Her breakthrough performance came in Shambhala (2024), where she played Pema. The film became Nepal's first entry selected for the main competition at the Berlin International Film Festival.

Dawa Phuti, also known as Dakku or Daku, was the first wife of Tenzing Norgay. She married him before his rise to international fame and died in the mid-1940s, years before the historic Everest summit of 1953.

Thinley Lhamo portrays Dawa Phuti in Tenzing (2026), marking the first time the character has appeared in a major international production.

A friend submitted her headshot to the casting team without informing her.

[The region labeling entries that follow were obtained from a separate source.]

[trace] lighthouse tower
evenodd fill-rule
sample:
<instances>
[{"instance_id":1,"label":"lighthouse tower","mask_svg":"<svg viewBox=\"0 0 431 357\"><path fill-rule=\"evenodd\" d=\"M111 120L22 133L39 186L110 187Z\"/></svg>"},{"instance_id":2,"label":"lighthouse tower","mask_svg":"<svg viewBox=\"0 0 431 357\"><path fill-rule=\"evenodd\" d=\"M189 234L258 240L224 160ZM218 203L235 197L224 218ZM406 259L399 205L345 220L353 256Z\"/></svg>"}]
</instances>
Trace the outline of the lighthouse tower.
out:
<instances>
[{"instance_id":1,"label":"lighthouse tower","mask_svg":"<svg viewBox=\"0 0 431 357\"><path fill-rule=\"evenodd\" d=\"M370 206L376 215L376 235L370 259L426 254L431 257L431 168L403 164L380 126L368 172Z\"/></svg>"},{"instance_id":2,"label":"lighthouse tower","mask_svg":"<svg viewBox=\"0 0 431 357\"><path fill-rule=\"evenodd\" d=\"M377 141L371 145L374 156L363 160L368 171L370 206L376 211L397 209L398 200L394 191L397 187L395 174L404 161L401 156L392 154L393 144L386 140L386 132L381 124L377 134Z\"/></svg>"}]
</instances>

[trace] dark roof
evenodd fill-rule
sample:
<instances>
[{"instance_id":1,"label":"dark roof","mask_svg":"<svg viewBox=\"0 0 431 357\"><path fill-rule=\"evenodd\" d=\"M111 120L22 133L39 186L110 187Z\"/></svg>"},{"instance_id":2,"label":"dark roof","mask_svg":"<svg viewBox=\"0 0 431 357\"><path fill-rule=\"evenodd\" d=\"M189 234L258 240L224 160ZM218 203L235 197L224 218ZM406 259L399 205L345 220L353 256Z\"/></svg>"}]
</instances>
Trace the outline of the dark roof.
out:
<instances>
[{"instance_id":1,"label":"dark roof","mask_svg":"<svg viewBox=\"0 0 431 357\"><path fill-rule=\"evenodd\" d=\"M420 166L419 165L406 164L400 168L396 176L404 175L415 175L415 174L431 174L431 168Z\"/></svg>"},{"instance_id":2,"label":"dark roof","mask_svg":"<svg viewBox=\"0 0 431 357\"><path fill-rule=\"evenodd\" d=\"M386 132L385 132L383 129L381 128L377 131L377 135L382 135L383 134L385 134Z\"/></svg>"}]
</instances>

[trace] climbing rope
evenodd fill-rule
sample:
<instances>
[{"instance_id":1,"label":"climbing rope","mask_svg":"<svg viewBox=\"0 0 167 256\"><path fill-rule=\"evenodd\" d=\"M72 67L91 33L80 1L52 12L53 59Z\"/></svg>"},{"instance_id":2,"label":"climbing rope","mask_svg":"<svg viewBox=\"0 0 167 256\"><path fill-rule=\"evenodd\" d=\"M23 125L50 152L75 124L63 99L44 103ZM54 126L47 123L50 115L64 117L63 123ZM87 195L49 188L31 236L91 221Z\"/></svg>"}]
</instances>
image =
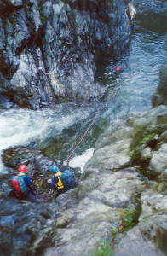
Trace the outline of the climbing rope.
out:
<instances>
[{"instance_id":1,"label":"climbing rope","mask_svg":"<svg viewBox=\"0 0 167 256\"><path fill-rule=\"evenodd\" d=\"M73 149L72 150L72 152L70 153L70 154L68 155L68 157L66 160L66 161L68 161L70 160L70 158L72 157L72 155L73 154L73 153L77 150L77 148L78 148L78 146L81 144L81 143L83 142L84 138L86 137L86 135L88 134L88 132L92 129L92 127L93 127L94 124L95 123L96 119L100 117L100 115L101 114L102 111L105 108L106 108L106 104L100 109L100 111L98 112L98 113L95 116L95 118L93 119L92 122L89 124L89 125L88 126L88 128L84 131L84 135L80 137L80 139L78 140L78 142L77 143L77 144L75 145L75 147L73 148ZM63 164L60 167L60 170L62 167L63 167Z\"/></svg>"}]
</instances>

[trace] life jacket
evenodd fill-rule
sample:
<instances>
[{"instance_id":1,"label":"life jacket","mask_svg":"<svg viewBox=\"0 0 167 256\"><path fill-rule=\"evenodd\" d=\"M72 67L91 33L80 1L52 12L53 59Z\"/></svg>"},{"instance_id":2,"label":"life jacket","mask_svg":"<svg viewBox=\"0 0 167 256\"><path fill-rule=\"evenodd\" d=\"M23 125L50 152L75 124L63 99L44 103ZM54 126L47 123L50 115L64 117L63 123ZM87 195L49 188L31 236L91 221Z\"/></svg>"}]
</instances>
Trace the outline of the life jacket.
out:
<instances>
[{"instance_id":1,"label":"life jacket","mask_svg":"<svg viewBox=\"0 0 167 256\"><path fill-rule=\"evenodd\" d=\"M77 185L74 173L69 170L58 172L55 174L55 176L59 179L58 183L55 185L58 189L69 189Z\"/></svg>"},{"instance_id":2,"label":"life jacket","mask_svg":"<svg viewBox=\"0 0 167 256\"><path fill-rule=\"evenodd\" d=\"M24 197L28 193L24 176L14 176L10 179L10 184L14 189L17 197Z\"/></svg>"}]
</instances>

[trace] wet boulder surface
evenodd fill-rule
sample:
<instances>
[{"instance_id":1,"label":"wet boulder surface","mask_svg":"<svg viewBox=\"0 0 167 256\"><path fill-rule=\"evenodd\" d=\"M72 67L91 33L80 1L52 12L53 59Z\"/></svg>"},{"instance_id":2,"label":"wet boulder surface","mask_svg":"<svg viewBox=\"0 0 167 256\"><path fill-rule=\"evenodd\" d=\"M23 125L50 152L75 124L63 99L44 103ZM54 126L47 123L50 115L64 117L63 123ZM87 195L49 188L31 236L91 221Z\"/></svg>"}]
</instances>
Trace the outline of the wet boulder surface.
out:
<instances>
[{"instance_id":1,"label":"wet boulder surface","mask_svg":"<svg viewBox=\"0 0 167 256\"><path fill-rule=\"evenodd\" d=\"M103 250L125 256L165 255L166 120L167 107L161 105L116 121L97 141L79 185L48 202L21 203L6 197L3 177L1 241L9 252L4 241L11 236L13 253L9 255L30 252L31 255L87 256ZM3 160L13 173L21 154L30 170L38 170L37 175L30 172L33 179L37 181L41 175L44 184L50 160L39 150L7 149ZM159 165L153 164L155 155ZM10 175L6 174L6 181ZM48 212L50 215L43 217ZM20 214L25 216L23 221ZM33 216L32 224L29 216ZM16 237L20 234L18 246Z\"/></svg>"},{"instance_id":2,"label":"wet boulder surface","mask_svg":"<svg viewBox=\"0 0 167 256\"><path fill-rule=\"evenodd\" d=\"M36 109L104 96L95 70L128 47L130 7L123 0L2 0L0 108Z\"/></svg>"}]
</instances>

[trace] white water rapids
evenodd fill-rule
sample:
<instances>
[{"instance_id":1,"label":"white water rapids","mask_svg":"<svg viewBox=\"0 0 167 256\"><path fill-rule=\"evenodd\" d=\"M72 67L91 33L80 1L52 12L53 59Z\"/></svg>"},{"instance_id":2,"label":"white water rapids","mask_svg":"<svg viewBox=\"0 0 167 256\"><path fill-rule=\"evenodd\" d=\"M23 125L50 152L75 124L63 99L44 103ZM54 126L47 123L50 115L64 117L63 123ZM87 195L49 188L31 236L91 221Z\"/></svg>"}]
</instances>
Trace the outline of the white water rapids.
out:
<instances>
[{"instance_id":1,"label":"white water rapids","mask_svg":"<svg viewBox=\"0 0 167 256\"><path fill-rule=\"evenodd\" d=\"M81 121L89 116L88 108L73 109L68 105L61 105L54 109L0 110L0 156L3 149L14 146L26 146L30 143L41 145L47 138L61 133L64 128ZM92 151L84 154L80 159L72 160L72 166L83 168L84 162L91 156ZM5 168L0 157L0 172Z\"/></svg>"}]
</instances>

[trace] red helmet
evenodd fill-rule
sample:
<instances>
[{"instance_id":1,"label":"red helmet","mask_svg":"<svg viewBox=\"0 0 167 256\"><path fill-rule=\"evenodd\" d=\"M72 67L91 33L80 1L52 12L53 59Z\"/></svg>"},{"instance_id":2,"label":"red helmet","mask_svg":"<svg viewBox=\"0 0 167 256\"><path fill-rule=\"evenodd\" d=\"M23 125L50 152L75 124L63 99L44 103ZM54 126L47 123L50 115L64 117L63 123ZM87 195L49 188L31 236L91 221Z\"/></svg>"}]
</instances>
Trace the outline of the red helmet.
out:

After performing an audition scene in the Sherpa language, she was offered the role shortly afterward.

The Nepal shoot took place across multiple locations including Khumjung village, Patan Durbar Square, Namche Bazaar, Mustang, Bandipur, and several additional locations throughout the country.

Tenzing is scheduled for a theatrical release on October 9, 2026, followed by its global streaming debut on Apple TV+ on October 16, 2026.

Wilderness Film Productions served as the Location Manager for the Nepal shoot, handling permits, logistics, local crew coordination, translation support, drone operations, and high altitude medical assistance.

The Nepal production completed filming without losing a single shooting day despite challenging weather, altitude, and logistical conditions.